Catch up on the history of the women's Sevens World Cup as we look back on each of the previous three tournaments
Who has won each women’s Sevens World Cup?
The 2022 women’s Sevens World Cup is the fourth edition of the tournament, with one of the great Australasian nations lifting the trophy on each of the previous three occasions. Australia won the first tournament in 2009, before New Zealand claimed consecutive titles over the following two competitions.
Ahead of the next chapter of the tournament in Cape Town, let’s look back at the previous women’s Sevens World Cups.
2009: Australia win dramatic first final
After four editions of the men’s tournament, the first women’s Sevens World Cup was held alongside the men’s equivalent in Dubai in 2009.
The fledgling competition was full of wonderful stories, such as South Africa upsetting Spain in the quarter-finals and Australia defeating a much-fancied England outfit at the same stage. In two enthralling semi-finals that were both decided by seven points or fewer, New Zealand and Australia emerged victorious with wins over USA and South Africa respectively.
In the trans-Tasman final, tries from Nicole Beck and Debby Hodgkinson gave Australia a 10-0 lead, before Justine Lavea and Carla Hohepa crossed to level the scores at 10-10 and force the match into sudden-death extra-time. The additional period lasted only 36 seconds, as Australia’s Shelly Matcham touched down (despite suspicions of a double movement) to give her nation a momentous victory.
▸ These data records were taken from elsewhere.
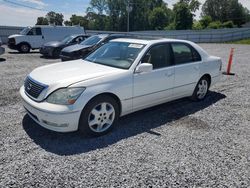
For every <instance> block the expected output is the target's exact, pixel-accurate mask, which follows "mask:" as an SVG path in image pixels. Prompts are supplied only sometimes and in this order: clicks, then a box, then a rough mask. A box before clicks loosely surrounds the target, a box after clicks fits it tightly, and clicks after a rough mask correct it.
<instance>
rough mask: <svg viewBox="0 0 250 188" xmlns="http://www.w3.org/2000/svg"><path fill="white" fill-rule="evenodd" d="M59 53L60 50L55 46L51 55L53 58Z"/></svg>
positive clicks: (57, 54) (60, 50)
mask: <svg viewBox="0 0 250 188" xmlns="http://www.w3.org/2000/svg"><path fill="white" fill-rule="evenodd" d="M60 53H61V50H60V49H58V48H56V49H54V50H53V52H52V57H53V58H58V57H59V55H60Z"/></svg>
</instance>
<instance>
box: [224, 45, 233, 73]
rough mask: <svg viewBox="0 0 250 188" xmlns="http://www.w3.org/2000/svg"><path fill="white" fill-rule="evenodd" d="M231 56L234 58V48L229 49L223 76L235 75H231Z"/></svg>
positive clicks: (231, 60) (232, 60) (232, 61)
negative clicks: (228, 57)
mask: <svg viewBox="0 0 250 188" xmlns="http://www.w3.org/2000/svg"><path fill="white" fill-rule="evenodd" d="M233 56H234V48H231V52H230V56H229V60H228V65H227V72H224V74H225V75H235V74H234V73H231V68H232V64H233Z"/></svg>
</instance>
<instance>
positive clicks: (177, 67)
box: [171, 42, 202, 98]
mask: <svg viewBox="0 0 250 188" xmlns="http://www.w3.org/2000/svg"><path fill="white" fill-rule="evenodd" d="M171 46H172V51H173V56H174V62H175V79H174V96H175V97H176V98H179V97H186V96H191V95H192V93H193V91H194V88H195V86H196V84H197V82H198V81H199V79H200V66H201V63H202V61H201V56H200V54H199V53H198V52H197V51H196V50H195V49H194V48H193V47H192V46H191V45H189V44H187V43H179V42H178V43H172V44H171Z"/></svg>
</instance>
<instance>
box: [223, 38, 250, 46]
mask: <svg viewBox="0 0 250 188" xmlns="http://www.w3.org/2000/svg"><path fill="white" fill-rule="evenodd" d="M227 43H228V44H248V45H250V38H249V39H244V40H239V41H231V42H227Z"/></svg>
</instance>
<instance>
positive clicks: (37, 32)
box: [36, 27, 42, 35]
mask: <svg viewBox="0 0 250 188" xmlns="http://www.w3.org/2000/svg"><path fill="white" fill-rule="evenodd" d="M36 35H42V31H41V28H40V27H37V28H36Z"/></svg>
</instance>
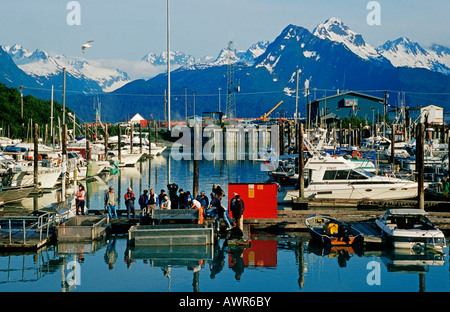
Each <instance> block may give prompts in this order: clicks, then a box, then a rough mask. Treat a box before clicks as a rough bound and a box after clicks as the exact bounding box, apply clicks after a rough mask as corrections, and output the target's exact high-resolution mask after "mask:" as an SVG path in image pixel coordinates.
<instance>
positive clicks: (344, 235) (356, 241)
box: [305, 215, 364, 246]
Amid the jubilant scenes at The Sevens Stadium, the tournament’s greatest success perhaps came the following October. Citing the inclusion of women into the global showpiece, the International Olympic Committee voted to introduce Rugby Sevens at the 2016 Rio Olympics.
2013: Black Ferns triumph over Canada
The 2013 Sevens World Cup in Moscow saw new names reach the business end of the tournament. Ireland reached the knockout stages after failing to qualify for the tournament at all in 2009, while Spain knocked out defending champions Australia to reach their first semi-final. However, they could not get past Canada, another last four debutant, and the North American side set up a showdown with New Zealand.
In the final, the Black Ferns took a 17-5 lead into half-time through tries from Portia Woodman, Kelly Brazier and Honey Hireme. The superb Ghislaine Landry scored to cut the deficit to five after the break, but Woodman and Kayla McAlister subsequently crossed to secure a 29-12 New Zealand victory.
2018: New Zealand victorious again
The third edition of the women’s Sevens World Cup introduced a new, knockout-only format. Nevertheless, the higher seeds largely avoided embarrassment, with the six highest-ranked sides making the quarter-finals in San Francisco. From then on, the darling of the tournament was France, who beat Canada and then Olympic champions Australia with late tries to secure a surprise place in the final.
Inevitably, their opponents were New Zealand, who overcame a scare to beat hosts USA 26-21 in the semi-finals. Unfortunately for the French, they had run out of magic by this stage and went down 29-0 to the Black Ferns. Tournament top-scorer Michaela Blyde notched a hat-trick, with Portia Woodman and Tyler Nathan-Wong also crossing.
Later that day, the All Blacks retained the men’s Sevens World Cup, meaning New Zealand had won each of the last four tournaments.